Leaving Salem

My friend Brody is a self-financed missionary in the mountains of Honduras. He and his family have spent the last decade taking in abused, neglected, and abandoned children. They care for them medically, emotionally, and spiritually. They save their lives. Several years ago, along with a dozen men and women from my church, I traveled to Brody’s orphanage to help with a construction project. Laboring with Brody and the locals, and making our own bricks and mortar, we built a new structure that doubled the capacity of this little outpost.

It was no simple task getting there. Flying out of Atlanta, Georgia is trouble enough, but once on the ground it got no easier. It took more than six hours to travel a little more than a hundred miles on the primitive roads of Central America. At times Brody would have to get out of the van we were in and walk ahead, pointing out the worst ruts, plotting a course for the driver like bringing an airplane into the hanger. This exercise continued every few miles even after the sun had set. Brody got too far ahead of us at one point and came staggering back into the headlights, bleeding, dazed and battered. We jumped to the conclusion that he had been assaulted in the darkness. When he climbed back in we realized how incorrect that assumption was. In addition to his injuries, he smelled like a sewer. In fact, that’s exactly where he had been.

Scouting for ruts up ahead in the dark, Brody had fallen five or so feet into a ditch, a cesspit actually. It made the last hour to the orphanage a misery for all of us. Still, there was some humor in his little disaster. Through the blood and filth of his self-inflicted wounds he uttered some of the most profound words I have ever heard: “You got to be tough if you’re gonna be stupid.”

We start down certain paths knowing, but not admitting, the eventual outcome. Road signs the size of billboards might as well be pointing out the dangers, and in the back of our minds we know it’s going to hurt: Bad relationship choices, poor financial decisions, overly ambitious business goals, acts of selfishness and deceit.

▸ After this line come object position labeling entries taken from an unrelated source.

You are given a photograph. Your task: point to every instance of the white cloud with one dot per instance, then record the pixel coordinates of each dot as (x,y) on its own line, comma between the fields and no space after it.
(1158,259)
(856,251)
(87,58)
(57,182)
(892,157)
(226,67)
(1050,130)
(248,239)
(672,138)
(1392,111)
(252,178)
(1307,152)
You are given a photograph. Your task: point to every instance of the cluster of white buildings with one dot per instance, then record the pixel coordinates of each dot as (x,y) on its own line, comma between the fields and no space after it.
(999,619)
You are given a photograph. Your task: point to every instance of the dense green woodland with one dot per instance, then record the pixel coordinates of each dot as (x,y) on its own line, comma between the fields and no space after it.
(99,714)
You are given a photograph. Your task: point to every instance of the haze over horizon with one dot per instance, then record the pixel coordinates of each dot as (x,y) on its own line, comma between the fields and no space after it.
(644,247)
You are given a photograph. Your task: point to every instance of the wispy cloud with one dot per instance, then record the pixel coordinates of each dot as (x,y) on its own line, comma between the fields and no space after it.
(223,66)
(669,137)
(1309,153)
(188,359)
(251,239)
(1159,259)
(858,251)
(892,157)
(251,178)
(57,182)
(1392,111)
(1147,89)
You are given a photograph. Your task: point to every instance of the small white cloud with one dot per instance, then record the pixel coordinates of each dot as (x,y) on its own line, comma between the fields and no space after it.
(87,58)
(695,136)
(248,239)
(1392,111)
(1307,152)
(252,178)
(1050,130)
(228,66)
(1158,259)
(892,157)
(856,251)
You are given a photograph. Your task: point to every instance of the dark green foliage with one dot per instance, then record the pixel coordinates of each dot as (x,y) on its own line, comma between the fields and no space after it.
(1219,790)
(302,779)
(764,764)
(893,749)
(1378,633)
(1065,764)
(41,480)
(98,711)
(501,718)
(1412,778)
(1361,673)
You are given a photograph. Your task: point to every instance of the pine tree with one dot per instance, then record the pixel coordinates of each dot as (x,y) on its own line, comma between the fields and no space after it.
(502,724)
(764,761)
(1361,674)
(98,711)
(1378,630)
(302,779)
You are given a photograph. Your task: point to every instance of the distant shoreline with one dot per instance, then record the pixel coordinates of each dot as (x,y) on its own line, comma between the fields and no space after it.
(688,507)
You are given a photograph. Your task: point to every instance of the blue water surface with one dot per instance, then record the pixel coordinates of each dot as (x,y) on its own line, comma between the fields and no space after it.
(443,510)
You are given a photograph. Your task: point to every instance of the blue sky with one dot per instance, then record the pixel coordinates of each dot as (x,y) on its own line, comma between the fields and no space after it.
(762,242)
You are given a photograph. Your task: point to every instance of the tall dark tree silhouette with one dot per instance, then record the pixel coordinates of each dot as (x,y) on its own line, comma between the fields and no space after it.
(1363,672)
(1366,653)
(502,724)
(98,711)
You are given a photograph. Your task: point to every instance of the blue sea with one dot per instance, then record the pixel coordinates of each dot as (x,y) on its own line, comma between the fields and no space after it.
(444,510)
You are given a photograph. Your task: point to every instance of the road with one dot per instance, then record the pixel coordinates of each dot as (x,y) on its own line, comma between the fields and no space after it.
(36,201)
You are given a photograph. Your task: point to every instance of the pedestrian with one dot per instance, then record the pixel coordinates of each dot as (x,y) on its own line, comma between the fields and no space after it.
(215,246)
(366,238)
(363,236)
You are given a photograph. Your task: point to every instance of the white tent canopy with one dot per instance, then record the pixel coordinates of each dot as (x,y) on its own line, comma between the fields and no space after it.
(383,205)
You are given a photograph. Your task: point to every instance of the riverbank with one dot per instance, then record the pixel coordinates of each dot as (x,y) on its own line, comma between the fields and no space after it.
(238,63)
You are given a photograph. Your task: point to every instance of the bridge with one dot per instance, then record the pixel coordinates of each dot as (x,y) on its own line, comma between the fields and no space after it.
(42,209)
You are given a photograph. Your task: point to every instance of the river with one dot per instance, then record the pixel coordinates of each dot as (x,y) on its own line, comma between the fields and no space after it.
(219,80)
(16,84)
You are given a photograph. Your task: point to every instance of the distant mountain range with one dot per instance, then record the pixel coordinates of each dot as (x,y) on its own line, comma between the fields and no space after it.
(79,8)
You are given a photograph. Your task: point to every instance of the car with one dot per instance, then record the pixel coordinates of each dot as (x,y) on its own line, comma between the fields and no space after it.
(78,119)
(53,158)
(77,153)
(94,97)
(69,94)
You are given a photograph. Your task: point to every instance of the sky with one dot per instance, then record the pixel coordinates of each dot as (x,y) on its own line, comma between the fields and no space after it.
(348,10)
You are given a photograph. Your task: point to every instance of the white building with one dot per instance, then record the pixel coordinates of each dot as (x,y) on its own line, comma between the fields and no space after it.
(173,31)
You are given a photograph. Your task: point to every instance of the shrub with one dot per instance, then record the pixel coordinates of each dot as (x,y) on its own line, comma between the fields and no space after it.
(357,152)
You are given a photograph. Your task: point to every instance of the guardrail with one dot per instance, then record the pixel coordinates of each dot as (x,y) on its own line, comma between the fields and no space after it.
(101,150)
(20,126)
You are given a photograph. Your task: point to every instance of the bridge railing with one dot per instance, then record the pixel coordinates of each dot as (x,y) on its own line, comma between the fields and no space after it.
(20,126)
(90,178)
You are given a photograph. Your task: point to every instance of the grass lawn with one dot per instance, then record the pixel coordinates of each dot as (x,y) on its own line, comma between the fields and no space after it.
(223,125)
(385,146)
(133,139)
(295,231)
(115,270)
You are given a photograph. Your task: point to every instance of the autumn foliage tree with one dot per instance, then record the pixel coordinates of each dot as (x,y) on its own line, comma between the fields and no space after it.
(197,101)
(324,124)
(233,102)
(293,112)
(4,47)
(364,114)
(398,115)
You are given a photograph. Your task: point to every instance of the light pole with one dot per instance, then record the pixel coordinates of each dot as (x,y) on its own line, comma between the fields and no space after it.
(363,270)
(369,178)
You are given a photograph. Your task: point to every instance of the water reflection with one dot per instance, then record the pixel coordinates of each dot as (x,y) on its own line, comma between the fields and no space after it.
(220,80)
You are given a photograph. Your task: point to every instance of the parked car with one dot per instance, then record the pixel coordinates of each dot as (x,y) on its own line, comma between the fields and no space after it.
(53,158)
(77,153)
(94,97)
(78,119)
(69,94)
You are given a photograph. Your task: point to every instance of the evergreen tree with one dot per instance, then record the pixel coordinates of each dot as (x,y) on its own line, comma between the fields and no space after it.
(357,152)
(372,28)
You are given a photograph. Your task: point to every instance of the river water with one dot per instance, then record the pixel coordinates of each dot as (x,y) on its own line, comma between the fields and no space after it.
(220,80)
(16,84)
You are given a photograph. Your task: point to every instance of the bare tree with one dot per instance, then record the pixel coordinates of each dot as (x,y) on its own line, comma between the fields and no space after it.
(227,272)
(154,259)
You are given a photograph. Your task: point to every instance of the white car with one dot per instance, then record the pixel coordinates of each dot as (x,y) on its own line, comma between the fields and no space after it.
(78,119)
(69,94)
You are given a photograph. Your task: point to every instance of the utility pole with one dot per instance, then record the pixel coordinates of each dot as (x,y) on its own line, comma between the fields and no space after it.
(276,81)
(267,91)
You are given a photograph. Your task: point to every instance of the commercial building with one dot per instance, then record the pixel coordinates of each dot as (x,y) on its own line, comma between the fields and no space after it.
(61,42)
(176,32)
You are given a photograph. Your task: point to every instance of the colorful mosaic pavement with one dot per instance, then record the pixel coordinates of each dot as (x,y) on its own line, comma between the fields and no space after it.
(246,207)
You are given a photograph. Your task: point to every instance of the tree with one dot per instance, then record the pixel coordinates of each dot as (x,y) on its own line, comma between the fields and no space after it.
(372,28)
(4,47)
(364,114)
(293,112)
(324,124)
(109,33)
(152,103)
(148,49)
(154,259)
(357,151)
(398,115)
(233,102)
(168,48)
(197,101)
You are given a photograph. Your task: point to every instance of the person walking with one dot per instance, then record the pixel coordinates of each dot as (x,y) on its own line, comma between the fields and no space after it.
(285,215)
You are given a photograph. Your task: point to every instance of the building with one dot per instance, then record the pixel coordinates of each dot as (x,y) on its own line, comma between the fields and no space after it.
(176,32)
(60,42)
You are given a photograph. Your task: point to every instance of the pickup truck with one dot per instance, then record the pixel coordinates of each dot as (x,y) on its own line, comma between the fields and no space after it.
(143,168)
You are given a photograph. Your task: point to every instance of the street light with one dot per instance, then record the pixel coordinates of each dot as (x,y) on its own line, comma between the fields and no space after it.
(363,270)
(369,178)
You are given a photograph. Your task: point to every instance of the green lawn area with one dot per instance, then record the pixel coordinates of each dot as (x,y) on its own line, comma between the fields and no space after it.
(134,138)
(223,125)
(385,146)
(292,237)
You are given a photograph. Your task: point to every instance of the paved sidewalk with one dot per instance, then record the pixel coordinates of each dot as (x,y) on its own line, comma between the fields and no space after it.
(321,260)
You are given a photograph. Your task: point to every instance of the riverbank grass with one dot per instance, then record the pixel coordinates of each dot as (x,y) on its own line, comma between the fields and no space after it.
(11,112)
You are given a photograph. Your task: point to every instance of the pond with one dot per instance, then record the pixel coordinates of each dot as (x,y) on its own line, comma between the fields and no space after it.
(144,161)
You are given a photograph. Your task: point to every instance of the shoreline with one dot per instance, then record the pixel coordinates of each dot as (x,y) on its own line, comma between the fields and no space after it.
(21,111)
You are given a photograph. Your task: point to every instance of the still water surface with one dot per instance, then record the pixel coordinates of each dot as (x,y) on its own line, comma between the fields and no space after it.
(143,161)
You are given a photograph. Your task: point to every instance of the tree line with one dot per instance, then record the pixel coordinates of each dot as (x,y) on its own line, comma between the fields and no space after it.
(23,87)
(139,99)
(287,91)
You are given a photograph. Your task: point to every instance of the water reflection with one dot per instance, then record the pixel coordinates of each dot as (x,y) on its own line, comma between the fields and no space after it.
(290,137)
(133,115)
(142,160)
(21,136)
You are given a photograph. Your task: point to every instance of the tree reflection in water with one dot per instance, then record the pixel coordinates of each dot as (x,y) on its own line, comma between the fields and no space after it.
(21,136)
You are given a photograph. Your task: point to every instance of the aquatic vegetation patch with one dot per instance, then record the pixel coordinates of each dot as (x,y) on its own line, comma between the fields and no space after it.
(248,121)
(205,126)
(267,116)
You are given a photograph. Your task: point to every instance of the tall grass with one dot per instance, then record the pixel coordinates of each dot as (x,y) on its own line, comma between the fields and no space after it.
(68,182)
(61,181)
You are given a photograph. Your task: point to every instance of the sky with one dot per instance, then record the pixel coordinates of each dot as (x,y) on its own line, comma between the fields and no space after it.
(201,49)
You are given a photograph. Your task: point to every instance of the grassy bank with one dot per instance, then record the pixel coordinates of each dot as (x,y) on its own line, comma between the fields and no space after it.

In the end we stagger out of the dark, bloodied and beat-up, looking and smelling worse for the wear. Making a few bad decisions is a part of living. You learn your lesson, you adjust, and grow wiser as a result. I doubt that those who claim to never have made such decisions in life are actually living at all. But to continue to make bad decisions – one after another – is a sign of our own foolishness and requires a toughened resolve and even tougher skin, because it’s going to hurt.

As humans, we have an almost infinite capacity for resisting what is best for us. Our ability to refuse to change the direction of our lives is equally as strong. But thanks be to God there is at least one thing stronger than fallen, human stubbornness: Grace.

I love how the New Testament book of Romans frames it: “Where sin (insert stupidity, stubbornness, foolishness) was powerful, God’s grace was even more powerful” (Romans 5:20). Grace offers a detour off the path of destruction. Grace is a necessary turnaround on a wrong way street. God’s grace provides the opportunity and power to truly, actually change. Let there be no mistake about it: We are strong, but up against an all-powerful God with inexhaustible mercy, time is on his side, and our strength withers like grass in the summer heat.

But I have found that God will not brutalize us by means of sheer muscle. Instead, he fiercely loves us into transformation and eventual submission. The war we wage against him is a war against love, and love never fails, not even in the face of stupidity.